1. Rule 11 Sanctions Against Plaintiffs

As their first point of error, Appellants argue that “a represented litigant is not sanctionable under Rule 11, wholly apart from the signing requirement, simply because his lawyer has signed and filed a purportedly sanctionable court paper or lawsuit.” However, in Pavelic & LeFlore v. Marvel Entertainment Group, 493 U.S. 120, 124, 110 S.Ct. 456, 459, 107 L.Ed.2d 438 (1989), the United States Supreme Court noted that Rule 11 is to be interpreted literally. We therefore reject Appellants’ position as inconsistent with the clear language of Rule 11 on this point: “If a pleading, motion, or other paper is signed in violation of this rule, the court, upon motion or upon its own initiative, shall impose upon the person who signed it, a represented party, or both, an *935 appropriate sanction-” Fed.R.Civ.P. 11 (emphasis added).

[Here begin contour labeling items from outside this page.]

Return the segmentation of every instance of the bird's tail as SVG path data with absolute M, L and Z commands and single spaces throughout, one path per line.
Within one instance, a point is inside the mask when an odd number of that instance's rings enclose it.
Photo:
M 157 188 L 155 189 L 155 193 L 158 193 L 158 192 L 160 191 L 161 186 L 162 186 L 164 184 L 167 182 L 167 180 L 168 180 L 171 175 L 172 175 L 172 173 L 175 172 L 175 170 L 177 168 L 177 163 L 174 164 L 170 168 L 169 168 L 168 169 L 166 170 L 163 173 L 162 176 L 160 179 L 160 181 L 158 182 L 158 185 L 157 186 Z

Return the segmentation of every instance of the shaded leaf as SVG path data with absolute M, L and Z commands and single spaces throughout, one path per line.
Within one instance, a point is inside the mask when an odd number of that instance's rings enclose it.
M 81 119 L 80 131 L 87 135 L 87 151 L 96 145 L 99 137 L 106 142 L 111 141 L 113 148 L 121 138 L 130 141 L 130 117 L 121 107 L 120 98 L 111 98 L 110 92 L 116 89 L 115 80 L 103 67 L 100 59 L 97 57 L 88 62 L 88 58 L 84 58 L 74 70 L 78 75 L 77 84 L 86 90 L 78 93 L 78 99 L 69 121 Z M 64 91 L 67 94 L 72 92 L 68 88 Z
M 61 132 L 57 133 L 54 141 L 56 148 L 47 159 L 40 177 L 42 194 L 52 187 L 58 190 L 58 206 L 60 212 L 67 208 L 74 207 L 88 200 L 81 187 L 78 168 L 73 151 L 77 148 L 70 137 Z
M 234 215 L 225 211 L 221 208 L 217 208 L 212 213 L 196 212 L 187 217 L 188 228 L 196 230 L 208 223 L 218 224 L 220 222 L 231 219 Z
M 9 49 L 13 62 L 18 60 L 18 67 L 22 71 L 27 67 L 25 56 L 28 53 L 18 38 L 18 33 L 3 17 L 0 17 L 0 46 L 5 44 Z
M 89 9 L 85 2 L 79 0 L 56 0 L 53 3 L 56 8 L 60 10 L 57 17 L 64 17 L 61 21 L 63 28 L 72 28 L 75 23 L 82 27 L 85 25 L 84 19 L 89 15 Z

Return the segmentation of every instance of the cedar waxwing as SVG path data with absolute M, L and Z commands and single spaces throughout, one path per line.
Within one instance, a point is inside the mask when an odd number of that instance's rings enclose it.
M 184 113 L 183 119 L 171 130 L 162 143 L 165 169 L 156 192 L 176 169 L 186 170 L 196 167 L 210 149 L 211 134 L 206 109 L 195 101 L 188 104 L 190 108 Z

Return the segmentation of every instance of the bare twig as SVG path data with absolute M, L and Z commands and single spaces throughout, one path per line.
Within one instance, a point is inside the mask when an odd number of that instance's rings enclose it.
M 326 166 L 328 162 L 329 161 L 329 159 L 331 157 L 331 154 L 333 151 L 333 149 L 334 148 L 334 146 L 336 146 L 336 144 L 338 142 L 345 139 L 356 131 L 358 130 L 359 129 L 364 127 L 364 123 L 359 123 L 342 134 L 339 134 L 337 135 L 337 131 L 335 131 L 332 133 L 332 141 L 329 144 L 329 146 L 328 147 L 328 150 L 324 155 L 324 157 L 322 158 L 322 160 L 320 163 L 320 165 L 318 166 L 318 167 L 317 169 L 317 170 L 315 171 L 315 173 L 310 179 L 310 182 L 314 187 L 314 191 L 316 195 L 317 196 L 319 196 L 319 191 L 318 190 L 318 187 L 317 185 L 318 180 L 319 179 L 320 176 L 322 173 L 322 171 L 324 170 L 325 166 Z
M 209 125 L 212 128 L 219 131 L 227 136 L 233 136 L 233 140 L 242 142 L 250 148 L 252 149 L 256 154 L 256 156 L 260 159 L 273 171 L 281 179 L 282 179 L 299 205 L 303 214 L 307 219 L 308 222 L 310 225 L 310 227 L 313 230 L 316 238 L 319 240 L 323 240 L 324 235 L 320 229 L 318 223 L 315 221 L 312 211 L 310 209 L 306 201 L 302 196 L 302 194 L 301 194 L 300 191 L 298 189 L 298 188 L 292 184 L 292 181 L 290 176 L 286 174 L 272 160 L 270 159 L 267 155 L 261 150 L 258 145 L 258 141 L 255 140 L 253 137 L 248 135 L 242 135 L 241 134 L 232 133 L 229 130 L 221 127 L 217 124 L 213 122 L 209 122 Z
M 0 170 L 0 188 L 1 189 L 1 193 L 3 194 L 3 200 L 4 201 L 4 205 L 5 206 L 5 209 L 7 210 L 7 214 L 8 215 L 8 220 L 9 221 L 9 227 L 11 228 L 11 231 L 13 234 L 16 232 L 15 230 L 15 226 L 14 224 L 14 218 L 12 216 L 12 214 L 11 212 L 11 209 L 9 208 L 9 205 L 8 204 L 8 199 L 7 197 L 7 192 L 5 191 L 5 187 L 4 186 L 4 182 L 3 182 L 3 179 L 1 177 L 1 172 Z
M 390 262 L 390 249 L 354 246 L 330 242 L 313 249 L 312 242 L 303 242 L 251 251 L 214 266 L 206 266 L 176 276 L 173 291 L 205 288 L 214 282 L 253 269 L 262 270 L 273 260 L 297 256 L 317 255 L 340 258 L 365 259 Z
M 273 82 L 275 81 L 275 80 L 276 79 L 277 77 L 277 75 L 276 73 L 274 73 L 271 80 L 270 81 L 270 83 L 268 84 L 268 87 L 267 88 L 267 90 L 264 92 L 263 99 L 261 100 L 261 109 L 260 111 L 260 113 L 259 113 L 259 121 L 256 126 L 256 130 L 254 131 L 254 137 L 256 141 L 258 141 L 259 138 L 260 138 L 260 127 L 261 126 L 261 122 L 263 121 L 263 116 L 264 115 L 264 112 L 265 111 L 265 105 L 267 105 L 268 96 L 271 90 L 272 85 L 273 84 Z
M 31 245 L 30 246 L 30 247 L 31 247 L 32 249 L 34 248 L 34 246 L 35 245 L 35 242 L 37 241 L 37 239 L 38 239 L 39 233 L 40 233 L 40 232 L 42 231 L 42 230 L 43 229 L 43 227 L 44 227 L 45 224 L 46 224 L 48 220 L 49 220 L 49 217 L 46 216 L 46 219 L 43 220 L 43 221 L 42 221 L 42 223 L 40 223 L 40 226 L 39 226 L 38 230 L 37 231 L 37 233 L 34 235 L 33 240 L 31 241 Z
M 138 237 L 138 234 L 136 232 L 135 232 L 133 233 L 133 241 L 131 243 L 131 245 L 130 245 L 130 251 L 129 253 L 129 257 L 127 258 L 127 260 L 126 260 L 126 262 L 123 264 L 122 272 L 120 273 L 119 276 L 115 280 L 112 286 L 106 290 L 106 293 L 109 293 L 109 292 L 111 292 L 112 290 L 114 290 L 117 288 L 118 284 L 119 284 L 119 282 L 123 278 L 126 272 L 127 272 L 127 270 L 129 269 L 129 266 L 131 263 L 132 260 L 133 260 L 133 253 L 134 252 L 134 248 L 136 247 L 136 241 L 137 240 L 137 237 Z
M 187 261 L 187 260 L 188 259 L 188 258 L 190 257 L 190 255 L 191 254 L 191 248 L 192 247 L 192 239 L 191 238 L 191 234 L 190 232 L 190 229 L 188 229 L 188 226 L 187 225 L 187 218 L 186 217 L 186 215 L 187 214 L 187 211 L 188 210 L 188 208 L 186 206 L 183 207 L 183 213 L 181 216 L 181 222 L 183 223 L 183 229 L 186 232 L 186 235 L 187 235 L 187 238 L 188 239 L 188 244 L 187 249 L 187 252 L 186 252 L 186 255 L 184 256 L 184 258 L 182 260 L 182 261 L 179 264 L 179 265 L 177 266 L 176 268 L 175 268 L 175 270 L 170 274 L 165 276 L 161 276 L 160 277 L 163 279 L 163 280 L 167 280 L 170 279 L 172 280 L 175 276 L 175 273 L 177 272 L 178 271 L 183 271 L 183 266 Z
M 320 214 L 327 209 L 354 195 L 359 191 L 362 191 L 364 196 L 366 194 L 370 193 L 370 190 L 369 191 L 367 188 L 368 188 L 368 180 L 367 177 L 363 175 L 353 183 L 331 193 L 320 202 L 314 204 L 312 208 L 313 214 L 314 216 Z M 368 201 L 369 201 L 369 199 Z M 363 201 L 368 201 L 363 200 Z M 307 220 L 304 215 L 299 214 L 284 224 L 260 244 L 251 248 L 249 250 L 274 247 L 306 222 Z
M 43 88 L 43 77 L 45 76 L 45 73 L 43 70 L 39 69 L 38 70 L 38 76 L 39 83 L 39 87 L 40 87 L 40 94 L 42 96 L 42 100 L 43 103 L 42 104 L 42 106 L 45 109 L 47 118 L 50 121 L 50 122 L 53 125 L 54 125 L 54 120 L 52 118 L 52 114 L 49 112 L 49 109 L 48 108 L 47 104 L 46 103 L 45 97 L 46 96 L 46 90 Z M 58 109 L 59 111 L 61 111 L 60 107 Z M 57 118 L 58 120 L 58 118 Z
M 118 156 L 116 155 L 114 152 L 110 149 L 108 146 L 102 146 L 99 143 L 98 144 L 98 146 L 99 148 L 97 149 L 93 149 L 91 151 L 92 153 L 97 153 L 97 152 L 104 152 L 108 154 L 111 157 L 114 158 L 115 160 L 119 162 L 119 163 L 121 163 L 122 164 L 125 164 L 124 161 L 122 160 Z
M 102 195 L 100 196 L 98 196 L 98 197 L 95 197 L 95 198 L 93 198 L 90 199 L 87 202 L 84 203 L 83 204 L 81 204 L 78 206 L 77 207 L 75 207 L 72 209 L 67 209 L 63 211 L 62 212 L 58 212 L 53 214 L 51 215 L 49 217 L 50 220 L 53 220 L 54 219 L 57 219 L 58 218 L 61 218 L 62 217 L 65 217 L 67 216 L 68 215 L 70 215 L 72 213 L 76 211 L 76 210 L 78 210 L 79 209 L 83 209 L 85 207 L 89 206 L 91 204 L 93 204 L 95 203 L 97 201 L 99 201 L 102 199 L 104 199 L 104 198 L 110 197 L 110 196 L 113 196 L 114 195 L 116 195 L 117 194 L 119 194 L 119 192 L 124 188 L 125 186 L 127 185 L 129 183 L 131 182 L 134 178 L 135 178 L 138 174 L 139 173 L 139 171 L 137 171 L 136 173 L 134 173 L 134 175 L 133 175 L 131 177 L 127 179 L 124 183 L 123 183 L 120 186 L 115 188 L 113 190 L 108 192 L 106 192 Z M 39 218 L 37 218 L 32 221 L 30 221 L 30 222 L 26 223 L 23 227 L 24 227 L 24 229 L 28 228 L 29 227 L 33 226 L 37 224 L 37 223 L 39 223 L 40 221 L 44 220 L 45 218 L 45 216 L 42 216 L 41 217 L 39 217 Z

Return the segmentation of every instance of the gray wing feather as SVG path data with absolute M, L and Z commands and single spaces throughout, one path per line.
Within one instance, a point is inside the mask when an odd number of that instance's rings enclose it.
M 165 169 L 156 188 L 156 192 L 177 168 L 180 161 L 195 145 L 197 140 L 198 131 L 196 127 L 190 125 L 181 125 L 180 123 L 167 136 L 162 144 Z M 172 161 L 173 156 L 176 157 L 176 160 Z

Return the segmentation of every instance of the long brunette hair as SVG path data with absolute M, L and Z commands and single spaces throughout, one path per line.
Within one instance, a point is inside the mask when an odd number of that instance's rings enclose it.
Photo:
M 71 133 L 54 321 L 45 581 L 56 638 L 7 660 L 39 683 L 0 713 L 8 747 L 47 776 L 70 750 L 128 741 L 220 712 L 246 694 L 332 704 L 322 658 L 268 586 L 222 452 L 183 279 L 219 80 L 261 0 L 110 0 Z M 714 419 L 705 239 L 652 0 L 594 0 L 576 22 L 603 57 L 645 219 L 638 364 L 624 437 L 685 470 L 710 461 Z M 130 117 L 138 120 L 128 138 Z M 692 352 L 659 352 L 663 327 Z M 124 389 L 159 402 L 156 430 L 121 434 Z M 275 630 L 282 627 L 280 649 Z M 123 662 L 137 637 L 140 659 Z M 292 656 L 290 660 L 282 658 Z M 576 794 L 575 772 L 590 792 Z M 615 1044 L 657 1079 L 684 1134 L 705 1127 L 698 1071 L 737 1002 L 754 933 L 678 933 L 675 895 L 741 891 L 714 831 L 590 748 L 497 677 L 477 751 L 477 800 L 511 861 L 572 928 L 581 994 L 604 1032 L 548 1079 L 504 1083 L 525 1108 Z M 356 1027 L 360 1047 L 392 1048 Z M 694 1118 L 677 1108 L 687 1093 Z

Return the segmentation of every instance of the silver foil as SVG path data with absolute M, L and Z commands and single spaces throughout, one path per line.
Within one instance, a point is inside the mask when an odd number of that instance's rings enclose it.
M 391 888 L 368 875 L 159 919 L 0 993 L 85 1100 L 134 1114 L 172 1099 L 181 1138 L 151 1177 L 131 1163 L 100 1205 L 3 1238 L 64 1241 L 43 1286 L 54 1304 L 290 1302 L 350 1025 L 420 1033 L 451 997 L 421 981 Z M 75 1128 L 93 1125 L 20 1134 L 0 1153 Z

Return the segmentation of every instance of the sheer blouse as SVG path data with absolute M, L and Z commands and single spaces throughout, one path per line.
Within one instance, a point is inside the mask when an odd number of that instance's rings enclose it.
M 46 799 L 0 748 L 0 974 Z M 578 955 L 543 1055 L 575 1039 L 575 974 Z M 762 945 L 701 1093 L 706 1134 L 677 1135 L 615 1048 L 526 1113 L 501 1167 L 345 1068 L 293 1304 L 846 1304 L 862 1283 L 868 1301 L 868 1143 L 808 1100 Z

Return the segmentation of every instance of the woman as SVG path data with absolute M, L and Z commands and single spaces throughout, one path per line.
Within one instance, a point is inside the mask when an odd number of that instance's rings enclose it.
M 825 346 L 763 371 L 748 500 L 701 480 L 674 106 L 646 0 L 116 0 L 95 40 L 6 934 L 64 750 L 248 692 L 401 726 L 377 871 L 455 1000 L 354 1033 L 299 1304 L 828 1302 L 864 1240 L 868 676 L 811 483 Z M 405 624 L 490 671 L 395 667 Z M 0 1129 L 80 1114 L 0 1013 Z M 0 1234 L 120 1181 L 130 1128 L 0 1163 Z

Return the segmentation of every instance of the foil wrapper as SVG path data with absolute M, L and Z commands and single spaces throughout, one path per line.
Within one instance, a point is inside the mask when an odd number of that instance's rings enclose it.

This language is reinforced in the Advisory Committee Note to Rule 11: “If the duty imposed by the rule is violated, the court should have the discretion to impose sanctions on either the attorney, the party the signing attorney represents, or both.... Even though it is the attorney whose signature violates the rale, it may be appropriate under the circumstances of the case to impose a sanction on the client.” citing Browning Debenture Holders’ Committee v.